When our feminine hearts cling to that “picture perfect” existence, we begin to fear not attaining it. And if in some small way we do find ourselves beginning to attain it, we fear losing it. And fear is self-perpetuating. It grows as we feed it with time and attention.
I believe that fear is the chief enemy of our feminine souls. Do you hear that, dear sister? I really think this terrible emotion, I believe, is a sin at times. It’s the chief enemy of our feminine souls. It robs us.
Let me speak personally, from my own life. It robs me of my ability to nurture those around me when I’m fearful. It intercepts my love for others. It drains my faith. It debilitates me by erecting a barrier around my heart that keeps me ever looking inward and backward. I believe that fear is Satan’s trap, binding us all to self-absorption, which is anti-gospel.
God’s Answer to Our Fears
What fears are you dealing with today? God doesn’t want us living in fear. He wants to restore our souls. That’s why Heidi and I felt God calling us to begin this podcast. He wants to restore your soul, Heidi’s soul, my soul. He wants to renew our hearts and minds with fearless femininity. He wants to draw us to himself in the most secure relationship possible and cast out every fear from our hearts.
Heidi, could you read John 4:18 for us?
“There is no fear in love, but perfect love casts out fear.”
John 4:18
Jani: The perfect love of Christ can cast out every fear from our hearts.
I remember one time just not that long ago, about 10 years ago. I was in my 60s when I was crying with Mom Ortlund over a deep pain. And I was fussing and worrying with her and she said, “Jani, Jani! Listen to yourself! What good is your fussing and fear going to do?” And then she looked at me right in the eye and she said, “Do you know there are over 365 ‘fear nots’ in the Bible? That’s enough for one for every day. So let’s take that ‘fear’ not for today and go to God with this fear.” Oh, dear mom up in heaven today. I needed to hear that I so appreciated it.
You see, God has an answer to our fears. What is his answer to our fears? Not a different life, but a different relationship.
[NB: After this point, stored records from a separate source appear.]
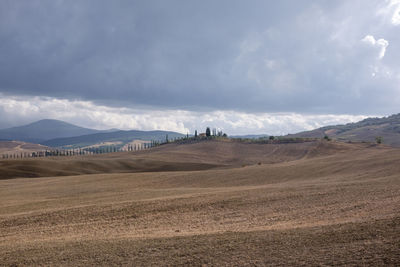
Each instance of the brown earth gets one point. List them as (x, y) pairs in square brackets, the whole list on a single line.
[(18, 147), (207, 203)]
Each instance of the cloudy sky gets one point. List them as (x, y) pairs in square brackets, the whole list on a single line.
[(252, 66)]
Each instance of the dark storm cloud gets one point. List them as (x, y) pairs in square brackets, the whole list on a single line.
[(244, 55)]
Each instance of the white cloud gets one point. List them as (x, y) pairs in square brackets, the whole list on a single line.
[(380, 44), (17, 110), (391, 12)]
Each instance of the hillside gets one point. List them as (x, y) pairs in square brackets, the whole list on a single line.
[(42, 130), (117, 136), (309, 204), (201, 155), (18, 147), (365, 130)]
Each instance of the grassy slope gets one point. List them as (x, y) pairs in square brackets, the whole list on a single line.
[(327, 203), (365, 130)]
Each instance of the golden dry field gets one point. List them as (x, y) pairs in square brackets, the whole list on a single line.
[(214, 203)]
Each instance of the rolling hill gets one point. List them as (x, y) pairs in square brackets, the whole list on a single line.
[(211, 203), (365, 130), (42, 130), (120, 136)]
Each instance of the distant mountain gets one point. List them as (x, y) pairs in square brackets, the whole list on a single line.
[(365, 130), (42, 130), (118, 136)]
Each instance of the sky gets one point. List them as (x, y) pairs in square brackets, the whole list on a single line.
[(244, 67)]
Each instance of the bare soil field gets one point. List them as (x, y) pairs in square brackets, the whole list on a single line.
[(18, 147), (206, 203)]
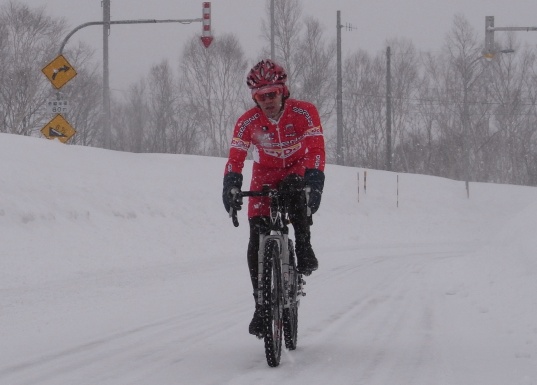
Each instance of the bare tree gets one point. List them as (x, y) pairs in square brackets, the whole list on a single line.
[(28, 39), (363, 110), (213, 81)]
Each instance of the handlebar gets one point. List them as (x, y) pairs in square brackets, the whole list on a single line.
[(265, 192)]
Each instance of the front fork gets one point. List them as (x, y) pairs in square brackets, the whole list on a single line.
[(283, 243)]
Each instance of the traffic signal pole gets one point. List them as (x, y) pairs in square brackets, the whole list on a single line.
[(206, 39)]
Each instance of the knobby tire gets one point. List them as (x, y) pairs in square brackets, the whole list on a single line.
[(273, 302), (290, 315)]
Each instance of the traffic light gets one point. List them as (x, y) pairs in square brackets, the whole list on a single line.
[(489, 38)]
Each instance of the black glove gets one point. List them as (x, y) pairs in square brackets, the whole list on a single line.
[(232, 180), (315, 180)]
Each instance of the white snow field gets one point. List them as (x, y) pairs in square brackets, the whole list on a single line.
[(120, 268)]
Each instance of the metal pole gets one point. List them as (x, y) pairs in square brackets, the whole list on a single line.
[(339, 97), (272, 27), (388, 111), (107, 124)]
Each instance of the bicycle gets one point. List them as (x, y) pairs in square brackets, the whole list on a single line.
[(280, 285)]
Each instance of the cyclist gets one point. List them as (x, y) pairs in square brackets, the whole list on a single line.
[(288, 152)]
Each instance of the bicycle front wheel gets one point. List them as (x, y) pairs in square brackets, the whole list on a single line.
[(290, 315), (273, 302)]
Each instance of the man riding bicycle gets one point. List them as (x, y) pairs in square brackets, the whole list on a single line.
[(288, 153)]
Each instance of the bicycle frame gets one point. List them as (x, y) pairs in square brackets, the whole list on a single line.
[(279, 231), (279, 284)]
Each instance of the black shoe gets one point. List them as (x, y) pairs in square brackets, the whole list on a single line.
[(307, 262), (256, 325)]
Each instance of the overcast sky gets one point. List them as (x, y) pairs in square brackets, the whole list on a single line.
[(135, 48)]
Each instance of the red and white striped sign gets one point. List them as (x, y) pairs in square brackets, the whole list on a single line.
[(206, 36)]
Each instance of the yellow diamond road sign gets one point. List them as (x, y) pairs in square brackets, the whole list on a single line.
[(59, 72), (58, 128)]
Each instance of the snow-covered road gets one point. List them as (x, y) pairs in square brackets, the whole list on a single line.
[(124, 269)]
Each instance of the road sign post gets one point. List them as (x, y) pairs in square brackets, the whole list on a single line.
[(59, 72), (58, 128)]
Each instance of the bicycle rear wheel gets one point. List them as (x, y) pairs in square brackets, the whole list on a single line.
[(273, 301), (290, 315)]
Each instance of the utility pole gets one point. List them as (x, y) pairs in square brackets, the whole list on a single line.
[(490, 49), (107, 116), (206, 39), (340, 159), (272, 45), (388, 111), (339, 97)]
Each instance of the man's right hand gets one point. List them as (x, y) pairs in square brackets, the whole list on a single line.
[(232, 186)]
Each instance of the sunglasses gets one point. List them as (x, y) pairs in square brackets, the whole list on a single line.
[(269, 95)]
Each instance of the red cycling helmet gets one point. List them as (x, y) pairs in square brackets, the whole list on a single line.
[(267, 73)]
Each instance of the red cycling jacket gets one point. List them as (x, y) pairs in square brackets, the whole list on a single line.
[(291, 145), (294, 143)]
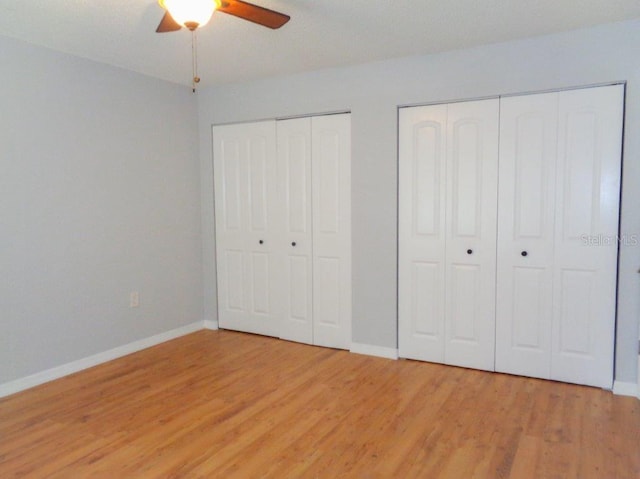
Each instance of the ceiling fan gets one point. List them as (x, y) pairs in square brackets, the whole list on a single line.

What is God’s answer to our fears? Not trying to drum up more courage, that will only exhaust us and defeat us. His answer is more of himself. What is the only thing that can conquer our fears? Again, not more courage. Only faith can, real faith, real, authentic, fear-shrinking faith that comes from a personal, vibrant, ever-deepening and more satisfying relationship with the God who is more than a match for anything that would threaten to intimidate us.
The prophet Isaiah wrote in Isaiah 41:10,
“Fear not, for I’m with you. Be not dismayed for I am your God. I will strengthen you. I will help you. I will uphold you with my righteous right hand.”
Isaiah 41:10
And think what Jesus said. Heidi, would you read those beautiful words to us?
“Peace I leave with you, my peace I give to you. Not as the world gives do I give to you. Let not your hearts be troubled, neither let them be afraid.”
John 14:27.
Jani: So both in the Old and the New Testament, we see the Lord speaking into our hearts, “Fear not.”
You see, dear friend, God’s answer to our fears is himself. Faith in a perfect, personal, peace-giving God is what drives out our fears and frees us to be fearlessly feminine. What does that faith look like? How can that kind of faith become your own heartfelt experience? Well, we’re going to be talking about that in our next few podcasts.
Ask Yourself This…
But for now, I want you to ask yourself,
“What fears are hindering your heart and relationships? In what ways do you seek refuge from your fears?”
And as you think this through and come to your father who says, “Fear not for I am with you.” May he begin to restore your soul. We love you.